Active for four and a half years, it was published weekly. The Provincial Freeman advocated equality, integration, and self-education for Black people in Canada and the United States. The paper's tone toward any stereotype of Uncle Tom's Cabin and white America generally was much more aggressively critical than many Blacks living in the North, including Frederick Douglass, allowed themselves to be.
It was co-edited by Mary Shadd Carey, the first Black woman publisher in North America, the first woman publisher in Canada, and the Rev. Samuel Ringgold Ward. It was published in Windsor (1853-1854), Toronto (1854-1855), and Chatham (1855-1857). At the time, there were an estimated 30,000 escaped slaves in Canada. Between 1850 and 1852, five to six thousand fugitive slaves entered Canada. From all accounts, The Provincial Freeman, with its unapologetic editorial policy and vivid descriptions of church activities, abolitionist groups, and the small business class, recording a history that would otherwise have been unavailable, was the community's most outstanding achievement.
Although plagued by subscription and management problems, frequently voiced by its editors, it reflected new people's problems, aspirations, and gratitude in a peculiar but friendly land. Unlike the later American papers, its editor and the board of directors were all Black. The newspaper was most explicit in its reasons for existence, claiming that it wanted to: represent the 40000 Negroes, freedmen, fugitives, wealthy and poor, who recently arrived in Canada; encourage "the right class" to enter Canada. And do this by publishing an account of the country and its advantages to develop in Canada a society to deny all assertions regarding the Negro's inability to live with others in a civilized society.
Negroes were among the first enrolled in the University of Toronto, and other Blacks were known to have attended the local Normal School. Cary disguised her gender and role by listing herself as a "publishing agent" with just her first two initials, a longtime publishing practice that some women continue to use.

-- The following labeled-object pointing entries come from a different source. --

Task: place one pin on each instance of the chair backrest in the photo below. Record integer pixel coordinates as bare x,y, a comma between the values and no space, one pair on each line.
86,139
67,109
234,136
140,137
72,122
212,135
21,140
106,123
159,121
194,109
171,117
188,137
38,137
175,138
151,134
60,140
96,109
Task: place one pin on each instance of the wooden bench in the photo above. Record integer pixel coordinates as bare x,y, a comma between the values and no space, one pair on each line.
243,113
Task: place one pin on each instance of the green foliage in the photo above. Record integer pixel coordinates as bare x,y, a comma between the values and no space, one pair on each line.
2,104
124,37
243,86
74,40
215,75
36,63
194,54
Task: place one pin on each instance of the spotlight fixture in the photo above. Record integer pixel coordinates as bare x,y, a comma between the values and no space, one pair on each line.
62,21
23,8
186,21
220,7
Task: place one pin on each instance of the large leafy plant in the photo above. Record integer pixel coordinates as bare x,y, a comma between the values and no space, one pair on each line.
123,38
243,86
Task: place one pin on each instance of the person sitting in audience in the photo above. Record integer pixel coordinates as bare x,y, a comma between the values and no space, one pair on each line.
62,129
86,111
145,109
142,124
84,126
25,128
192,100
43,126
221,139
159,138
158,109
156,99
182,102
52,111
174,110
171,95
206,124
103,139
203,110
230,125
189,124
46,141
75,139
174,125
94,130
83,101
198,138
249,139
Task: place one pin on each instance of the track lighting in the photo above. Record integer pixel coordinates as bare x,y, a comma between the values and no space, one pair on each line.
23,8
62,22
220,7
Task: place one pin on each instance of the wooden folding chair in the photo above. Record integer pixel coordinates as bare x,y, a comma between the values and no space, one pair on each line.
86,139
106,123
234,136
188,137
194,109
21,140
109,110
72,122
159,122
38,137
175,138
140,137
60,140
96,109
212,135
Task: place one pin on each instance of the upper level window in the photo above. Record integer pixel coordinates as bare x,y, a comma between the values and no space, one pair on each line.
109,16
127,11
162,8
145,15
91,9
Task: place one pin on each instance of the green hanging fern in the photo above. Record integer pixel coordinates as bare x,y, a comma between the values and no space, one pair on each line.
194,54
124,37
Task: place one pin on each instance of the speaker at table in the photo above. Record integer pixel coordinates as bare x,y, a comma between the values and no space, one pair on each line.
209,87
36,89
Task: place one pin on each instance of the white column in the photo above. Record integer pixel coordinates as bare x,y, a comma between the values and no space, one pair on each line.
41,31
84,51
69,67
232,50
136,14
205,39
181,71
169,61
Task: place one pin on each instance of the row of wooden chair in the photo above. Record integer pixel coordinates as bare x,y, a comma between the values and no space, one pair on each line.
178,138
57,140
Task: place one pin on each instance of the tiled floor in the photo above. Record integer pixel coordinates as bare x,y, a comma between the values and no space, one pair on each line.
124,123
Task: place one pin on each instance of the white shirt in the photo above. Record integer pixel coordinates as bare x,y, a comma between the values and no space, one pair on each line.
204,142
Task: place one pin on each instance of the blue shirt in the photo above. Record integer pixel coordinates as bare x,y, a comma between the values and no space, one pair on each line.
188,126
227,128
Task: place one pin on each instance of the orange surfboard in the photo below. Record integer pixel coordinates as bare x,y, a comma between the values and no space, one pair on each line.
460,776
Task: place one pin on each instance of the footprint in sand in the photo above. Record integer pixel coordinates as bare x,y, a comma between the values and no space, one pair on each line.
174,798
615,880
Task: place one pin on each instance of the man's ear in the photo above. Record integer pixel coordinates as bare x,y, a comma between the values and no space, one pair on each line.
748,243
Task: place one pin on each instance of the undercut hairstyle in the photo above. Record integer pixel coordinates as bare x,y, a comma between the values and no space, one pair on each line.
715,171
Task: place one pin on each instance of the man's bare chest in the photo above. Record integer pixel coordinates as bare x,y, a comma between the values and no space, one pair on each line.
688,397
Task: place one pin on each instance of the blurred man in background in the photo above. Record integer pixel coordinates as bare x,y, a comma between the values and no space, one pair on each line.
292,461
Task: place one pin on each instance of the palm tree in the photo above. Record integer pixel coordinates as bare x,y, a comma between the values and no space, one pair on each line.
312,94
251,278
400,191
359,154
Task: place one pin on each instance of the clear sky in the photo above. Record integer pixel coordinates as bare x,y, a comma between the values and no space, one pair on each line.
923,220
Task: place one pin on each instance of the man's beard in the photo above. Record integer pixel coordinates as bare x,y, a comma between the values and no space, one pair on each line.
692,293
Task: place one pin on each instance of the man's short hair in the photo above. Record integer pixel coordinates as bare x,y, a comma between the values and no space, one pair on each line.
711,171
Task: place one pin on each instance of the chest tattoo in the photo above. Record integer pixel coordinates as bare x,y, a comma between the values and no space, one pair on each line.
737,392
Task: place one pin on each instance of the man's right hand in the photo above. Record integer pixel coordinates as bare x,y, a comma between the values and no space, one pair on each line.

She wrote the articles and distributed the paper. When, in 1854, she finally dropped the men's names from the masthead, revealed herself, and hired her sister, Amelia, to help edit The Freeman, the public outrage was so great she had to resign the following year. Before leaving, she made this parting opinion on June 30, 1855: "To Colored women, we have a word—we have 'broken the Editorial ice,' whether willingly or not, for your class in America; so go to Editing, as many of you as are willing, and as soon as you may, if you think you are ready." The paper's last publication was September 20, 1857.